How do you get a chance to win?

Click here to go to the Guthy Jackson donation page, choose “Memorial Donation” and put Stacey Pope in the “purpose” section.  For every $10 you donate, you’ll get one entry. If you share this contest on Facebook, Twitter or wherever (and let me know), you’ll get another entry.
Deadline to enter is November 1, 2013 (12 noon Texas time) and I’ll be announcing the winners on November 2, 2013.
  • Madelinetosh Tosh Sock in Green w/Envy and any one of Maureen Foulds patterns (left)
  • Approximately 2310 yards of Cash DK (merino/cashmere/nylon) in the Superhero Collin color way. (center)
  • Beaverslide Dry Goods 2 ply sport/sock yarn in Hidden Lake and any one of Maureen Foulds patterns (right)
  • A pair of hand knit socks from Maureen! Even better, they will be the prototype for her next design! (measurements will be needed by 11/8 and socks will be sent in late January/ early February)

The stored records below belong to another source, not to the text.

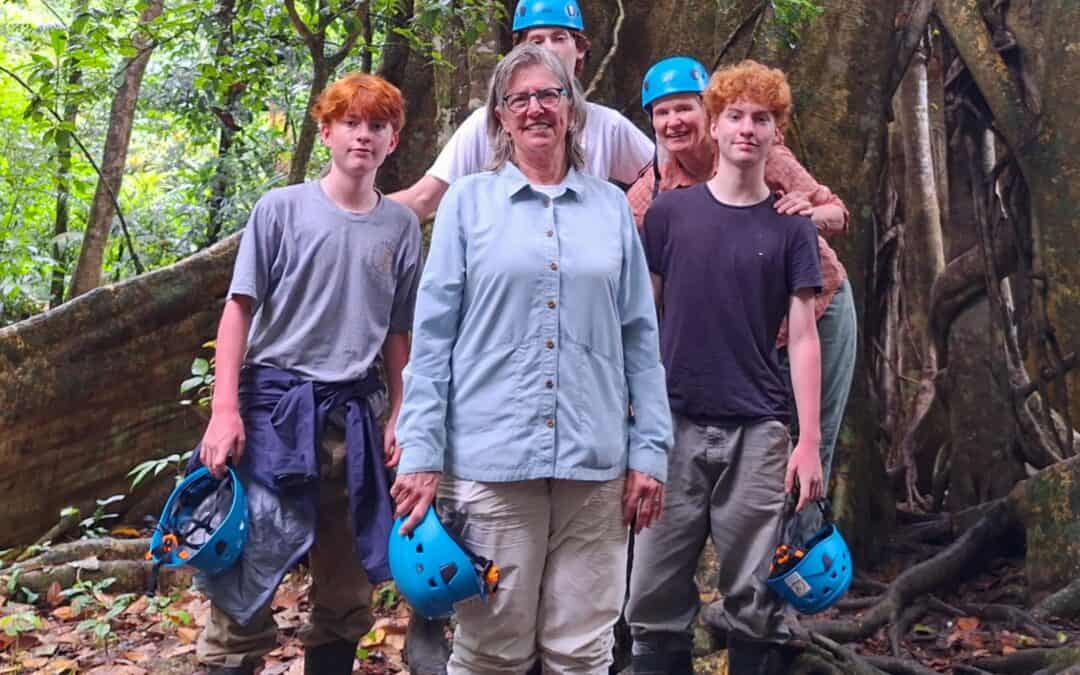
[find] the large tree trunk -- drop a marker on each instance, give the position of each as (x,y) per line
(88,273)
(1026,88)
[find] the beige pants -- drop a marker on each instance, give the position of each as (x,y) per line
(562,548)
(340,593)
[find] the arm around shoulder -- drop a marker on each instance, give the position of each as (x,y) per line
(422,197)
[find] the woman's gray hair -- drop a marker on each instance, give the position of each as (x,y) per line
(524,55)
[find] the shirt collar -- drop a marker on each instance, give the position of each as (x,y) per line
(516,181)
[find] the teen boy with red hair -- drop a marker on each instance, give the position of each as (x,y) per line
(323,284)
(721,245)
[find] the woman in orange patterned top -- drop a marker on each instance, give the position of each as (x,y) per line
(671,94)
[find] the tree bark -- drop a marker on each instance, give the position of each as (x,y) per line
(88,273)
(91,388)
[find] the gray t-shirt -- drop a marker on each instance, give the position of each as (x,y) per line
(327,284)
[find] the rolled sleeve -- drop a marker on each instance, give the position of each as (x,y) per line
(421,427)
(650,433)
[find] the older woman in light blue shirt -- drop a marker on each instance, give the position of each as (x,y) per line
(535,333)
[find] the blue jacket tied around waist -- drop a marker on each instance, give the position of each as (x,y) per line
(284,417)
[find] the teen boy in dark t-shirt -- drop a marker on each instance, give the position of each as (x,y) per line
(726,271)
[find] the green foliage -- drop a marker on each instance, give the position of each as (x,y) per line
(201,381)
(91,596)
(794,15)
(219,109)
(176,462)
(19,623)
(93,526)
(387,597)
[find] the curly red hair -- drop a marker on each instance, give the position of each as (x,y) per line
(754,82)
(366,95)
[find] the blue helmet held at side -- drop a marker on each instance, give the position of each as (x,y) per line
(204,524)
(433,571)
(548,14)
(811,578)
(675,75)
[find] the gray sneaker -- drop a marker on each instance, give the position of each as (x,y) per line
(427,651)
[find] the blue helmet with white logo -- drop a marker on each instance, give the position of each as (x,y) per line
(675,75)
(433,571)
(204,524)
(811,578)
(548,13)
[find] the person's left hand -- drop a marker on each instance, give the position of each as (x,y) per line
(794,203)
(643,500)
(805,466)
(391,451)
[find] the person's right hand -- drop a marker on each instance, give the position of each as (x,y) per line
(224,440)
(413,494)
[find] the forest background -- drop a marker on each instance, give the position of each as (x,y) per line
(136,135)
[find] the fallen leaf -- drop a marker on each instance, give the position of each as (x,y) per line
(53,595)
(65,613)
(187,635)
(177,650)
(34,662)
(45,650)
(117,669)
(391,624)
(137,607)
(59,665)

PS. I asked Stacey what she meant by an "orphan disease". Here's what she said:

Orphan disease: a rare disease that only affects a small percentage of the population(i.e. only estimated at 4000 people for NMO). It's a nicer way of saying there is a lack of treatment and resources because it's so rare.

Basically: "A condition for which there is no reasonable expectation that the cost of developing and making available in the United States a drug for such disease or condition will [be] recovered from sales in the United States of such drug"

1 comment :

  1. Thanks Mo! One of my favorite things about raising money for them is the fact that 100% goes to research. AND! They make the doctors that they give money to talk to each other and share their findings. No paying for the same thing twice. This "model" has allowed so many breakthroughs that never would have happened the old way.
    When I got correctly diagnosed in 2009, I was told that I would most likely be blind in at least one eye and or partially paralyzed within 5 years. Now, with early detection (there's a blood test now) and treatment, that is no longer the case.